To reduce the cost of feed and better utilize the immunity obtained against coccidiosis in vaccinated chickens, it is possible to modify the duration of the "third stage" feed (generally known as "withdraw" feed because it coincides with the withdrawal period of the growth promoters and coccidiostat). Studies by Saleh, Watkins and Waldrop have shown that, in high bodyweight chickens, a diet with the characteristics of a withdraw feed can be used for longer periods without affecting the technical results (Table 5).

We can see that increasing the use of withdraw feed in birds of medium bodyweight up to 14 days reduces the average weight in birds that received only grower, but not withdraw feed. However, when the test is repeated in heavy weight birds, there is no difference between chickens that consumed 7 or 14 days of withdraw feed.

With these results in mind, a trial was repeated at the same location of the first trial. The results for chickens with different withdrawal periods are compared in Table 6.
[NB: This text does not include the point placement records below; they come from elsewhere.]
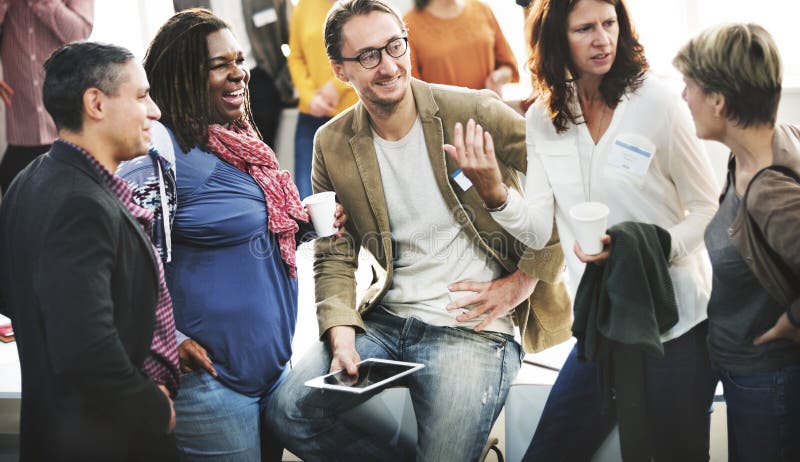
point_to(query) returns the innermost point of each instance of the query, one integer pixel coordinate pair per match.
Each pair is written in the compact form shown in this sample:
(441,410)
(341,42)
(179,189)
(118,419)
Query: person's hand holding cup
(322,209)
(590,220)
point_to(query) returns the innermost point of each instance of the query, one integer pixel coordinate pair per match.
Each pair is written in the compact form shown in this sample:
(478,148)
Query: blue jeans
(307,126)
(215,423)
(679,393)
(763,415)
(456,396)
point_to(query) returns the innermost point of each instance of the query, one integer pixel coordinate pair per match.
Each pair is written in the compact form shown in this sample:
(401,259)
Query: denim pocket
(759,382)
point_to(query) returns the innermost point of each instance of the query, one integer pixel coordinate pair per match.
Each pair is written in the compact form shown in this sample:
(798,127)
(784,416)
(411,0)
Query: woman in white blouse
(603,129)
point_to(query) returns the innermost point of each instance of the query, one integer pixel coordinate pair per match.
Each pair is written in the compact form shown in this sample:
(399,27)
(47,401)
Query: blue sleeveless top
(230,289)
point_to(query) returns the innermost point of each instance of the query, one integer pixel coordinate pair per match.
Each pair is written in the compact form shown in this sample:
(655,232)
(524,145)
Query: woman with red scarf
(232,274)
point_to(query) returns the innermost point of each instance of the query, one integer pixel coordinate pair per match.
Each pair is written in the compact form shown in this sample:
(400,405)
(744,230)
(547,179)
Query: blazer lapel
(366,160)
(76,159)
(441,164)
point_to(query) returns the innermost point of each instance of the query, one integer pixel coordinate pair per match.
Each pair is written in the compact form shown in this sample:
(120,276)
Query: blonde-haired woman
(733,86)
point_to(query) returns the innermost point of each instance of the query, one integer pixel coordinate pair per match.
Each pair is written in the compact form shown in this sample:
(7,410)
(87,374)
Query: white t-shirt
(648,167)
(431,249)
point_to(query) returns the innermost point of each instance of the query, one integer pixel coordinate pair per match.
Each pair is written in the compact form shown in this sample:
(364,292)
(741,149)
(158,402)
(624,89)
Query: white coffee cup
(322,210)
(590,220)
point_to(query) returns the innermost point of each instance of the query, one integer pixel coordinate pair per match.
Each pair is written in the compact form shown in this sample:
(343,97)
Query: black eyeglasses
(370,59)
A standard feeding program containing anticoccidials is compared with a series of alternative programs in vaccinated chickens consuming a first feed with two variations (normal and higher digestible, with lower levels of energy and protein/amino acids) and a second and third feed of variable duration, increasing the withdrawal period (Table 7).
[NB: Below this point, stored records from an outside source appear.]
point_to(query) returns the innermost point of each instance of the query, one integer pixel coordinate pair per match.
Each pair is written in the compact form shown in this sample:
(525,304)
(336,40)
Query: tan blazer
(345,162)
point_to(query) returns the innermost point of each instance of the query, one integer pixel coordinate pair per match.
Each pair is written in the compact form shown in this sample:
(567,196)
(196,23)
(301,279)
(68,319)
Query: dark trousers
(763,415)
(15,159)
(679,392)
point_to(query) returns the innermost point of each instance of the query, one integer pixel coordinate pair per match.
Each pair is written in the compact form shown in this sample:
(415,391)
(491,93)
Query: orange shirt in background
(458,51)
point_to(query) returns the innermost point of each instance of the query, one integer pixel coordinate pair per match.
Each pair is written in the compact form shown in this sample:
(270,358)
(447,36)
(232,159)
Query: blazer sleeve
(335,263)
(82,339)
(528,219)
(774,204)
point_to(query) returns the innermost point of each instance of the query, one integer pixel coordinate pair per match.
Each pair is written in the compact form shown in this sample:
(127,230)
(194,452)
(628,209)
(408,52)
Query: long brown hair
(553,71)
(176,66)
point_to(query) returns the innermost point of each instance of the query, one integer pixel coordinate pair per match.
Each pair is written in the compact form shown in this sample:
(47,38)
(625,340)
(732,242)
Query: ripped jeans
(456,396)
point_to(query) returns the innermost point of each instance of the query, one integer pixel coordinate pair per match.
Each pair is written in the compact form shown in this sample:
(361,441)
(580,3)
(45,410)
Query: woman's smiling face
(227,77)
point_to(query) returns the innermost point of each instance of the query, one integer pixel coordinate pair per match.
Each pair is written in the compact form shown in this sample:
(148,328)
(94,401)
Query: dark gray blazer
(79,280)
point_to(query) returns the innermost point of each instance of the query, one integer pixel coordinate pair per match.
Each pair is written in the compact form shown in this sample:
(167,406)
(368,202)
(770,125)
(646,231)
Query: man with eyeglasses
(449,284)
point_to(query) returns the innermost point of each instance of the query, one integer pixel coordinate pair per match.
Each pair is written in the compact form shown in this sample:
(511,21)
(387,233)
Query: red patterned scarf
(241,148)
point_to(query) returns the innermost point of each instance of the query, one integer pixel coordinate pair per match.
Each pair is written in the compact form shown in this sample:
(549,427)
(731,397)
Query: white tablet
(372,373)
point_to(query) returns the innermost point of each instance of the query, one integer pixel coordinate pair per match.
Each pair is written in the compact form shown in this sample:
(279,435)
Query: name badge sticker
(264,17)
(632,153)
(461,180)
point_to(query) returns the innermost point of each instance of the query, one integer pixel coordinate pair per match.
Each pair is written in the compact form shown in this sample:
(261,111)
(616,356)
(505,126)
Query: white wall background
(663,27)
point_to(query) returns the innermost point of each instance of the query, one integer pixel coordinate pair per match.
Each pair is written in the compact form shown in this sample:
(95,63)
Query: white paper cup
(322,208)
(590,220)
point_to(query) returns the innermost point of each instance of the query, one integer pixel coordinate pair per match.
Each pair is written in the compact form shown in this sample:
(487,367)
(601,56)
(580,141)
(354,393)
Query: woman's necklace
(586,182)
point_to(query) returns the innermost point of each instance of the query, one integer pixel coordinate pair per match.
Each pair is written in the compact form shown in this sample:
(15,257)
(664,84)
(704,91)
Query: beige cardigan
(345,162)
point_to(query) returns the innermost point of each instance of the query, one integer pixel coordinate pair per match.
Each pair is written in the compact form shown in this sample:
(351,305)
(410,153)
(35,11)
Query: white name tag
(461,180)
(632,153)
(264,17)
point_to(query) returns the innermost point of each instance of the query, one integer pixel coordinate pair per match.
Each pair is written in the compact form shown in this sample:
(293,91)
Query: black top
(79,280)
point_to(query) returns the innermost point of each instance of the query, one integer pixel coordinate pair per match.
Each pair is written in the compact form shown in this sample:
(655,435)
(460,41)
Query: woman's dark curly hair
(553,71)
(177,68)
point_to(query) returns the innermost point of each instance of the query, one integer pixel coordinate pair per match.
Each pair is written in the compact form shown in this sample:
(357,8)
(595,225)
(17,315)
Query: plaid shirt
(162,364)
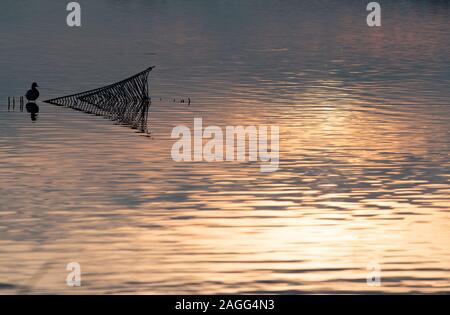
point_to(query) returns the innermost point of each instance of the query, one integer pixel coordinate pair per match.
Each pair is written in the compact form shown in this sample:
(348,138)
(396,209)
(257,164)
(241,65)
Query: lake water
(364,178)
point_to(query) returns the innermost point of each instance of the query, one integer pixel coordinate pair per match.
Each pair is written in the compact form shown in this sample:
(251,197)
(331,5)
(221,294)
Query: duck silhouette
(33,94)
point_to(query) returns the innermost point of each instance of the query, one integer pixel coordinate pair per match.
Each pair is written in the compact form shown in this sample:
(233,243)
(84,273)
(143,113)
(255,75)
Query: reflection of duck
(33,109)
(32,94)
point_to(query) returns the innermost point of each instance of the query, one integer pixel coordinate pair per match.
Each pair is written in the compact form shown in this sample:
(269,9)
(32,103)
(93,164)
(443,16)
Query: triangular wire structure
(126,102)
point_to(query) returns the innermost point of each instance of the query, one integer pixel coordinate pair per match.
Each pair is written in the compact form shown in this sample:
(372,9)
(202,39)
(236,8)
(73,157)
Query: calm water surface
(364,175)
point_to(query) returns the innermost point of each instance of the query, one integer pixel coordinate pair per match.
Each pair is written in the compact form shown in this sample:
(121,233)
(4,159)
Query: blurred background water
(364,171)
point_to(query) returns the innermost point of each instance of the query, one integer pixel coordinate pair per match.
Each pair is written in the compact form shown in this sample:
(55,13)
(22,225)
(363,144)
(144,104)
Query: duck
(32,94)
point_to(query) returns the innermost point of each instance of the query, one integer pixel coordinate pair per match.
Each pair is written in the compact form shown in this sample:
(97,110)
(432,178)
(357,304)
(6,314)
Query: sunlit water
(364,172)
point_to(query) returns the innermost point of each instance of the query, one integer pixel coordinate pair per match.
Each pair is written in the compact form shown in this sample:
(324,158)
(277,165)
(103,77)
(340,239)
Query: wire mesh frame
(126,101)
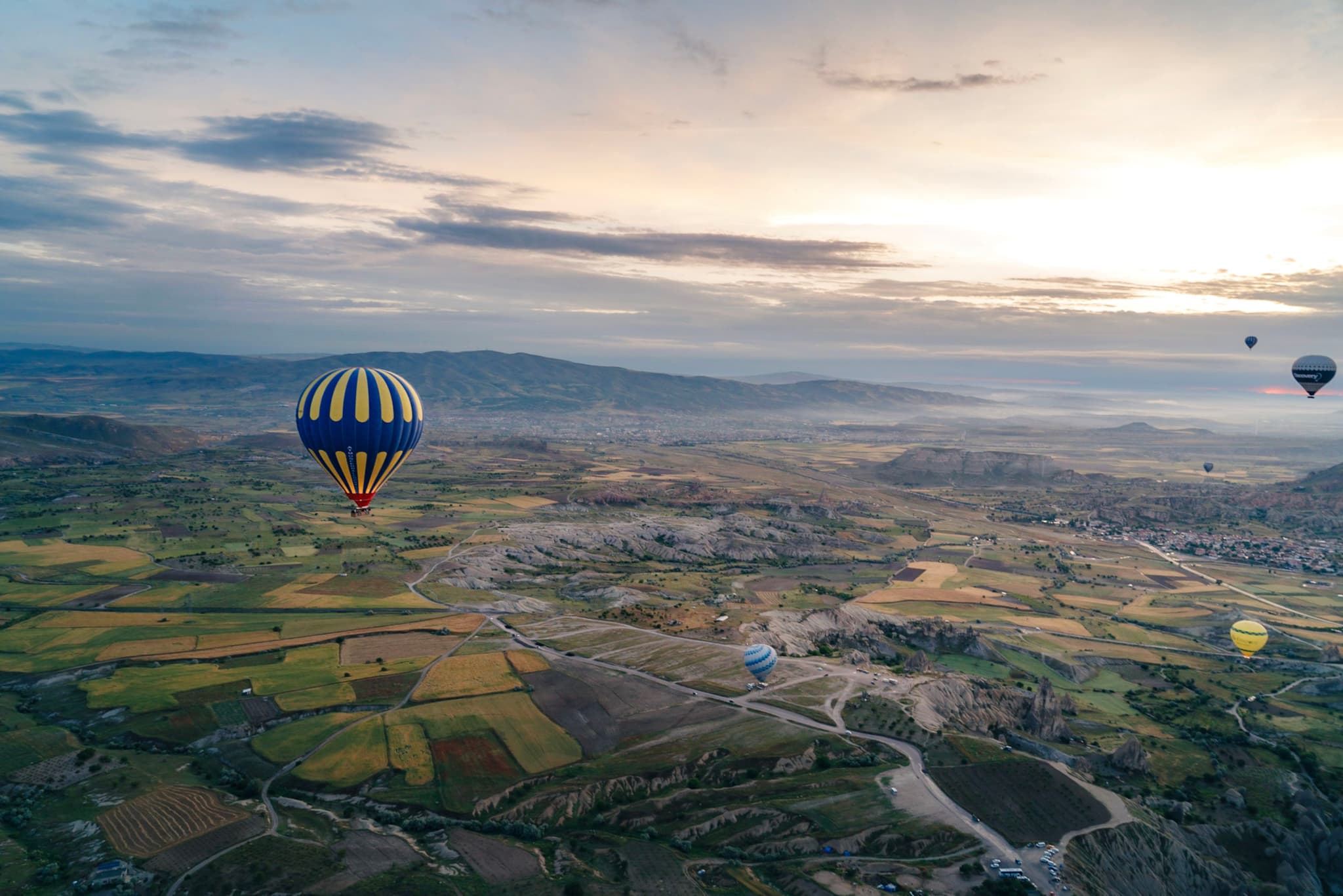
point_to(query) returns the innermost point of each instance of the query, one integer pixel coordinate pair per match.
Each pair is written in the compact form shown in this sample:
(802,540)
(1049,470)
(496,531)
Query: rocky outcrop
(536,547)
(1045,716)
(954,467)
(1149,859)
(969,704)
(919,663)
(856,628)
The results show there is no difference between chicken weights regardless of the withdrawal period used or the feed conversion rate, even though it is numerically better in chickens that received the feed from 35 days of age. This test was unable to establish differences between the chickens that received the two different first stage feeds, even though, numerically, the weights of chickens fed the more digestible, but less concentrated, feed were slightly lower. Neither was it possible to find differences between the processing results among chickens in the different treatment groups, nor in the values of litter quality or in Eimeria oocysts counts.

In the end, there were no significant differences between the results of the vaccinated and the anticoccidial-fed control groups.

From these trials, we can conclude that in chickens vaccinated against coccidiosis, it is possible to extend the time that finisher (withdrawal) diets are used if final weight will be higher than 2.4 kg (5.28 lbs), without having detrimental effects.

On the other hand, a starter diet with special characteristics may allow the birds to have a better "start" with improved resistance during the period of higher Eimeria replication.

Conclusion

Using an "impulse" starter feed, a highly digestible second stage diet fed between 15 and 25 days of age along with a finisher diet fed for a longer period of time than usual can better meet the needs of chickens vaccinated against coccidiosis.

Once liberated from the limits established by the use of a traditional anticoccidial program, poultry producers can have more freedom designing feed formulas and programs. Alternative programs might also benefit vaccinated chickens by providing them with better intestinal health, without increasing the cost of the feeding program.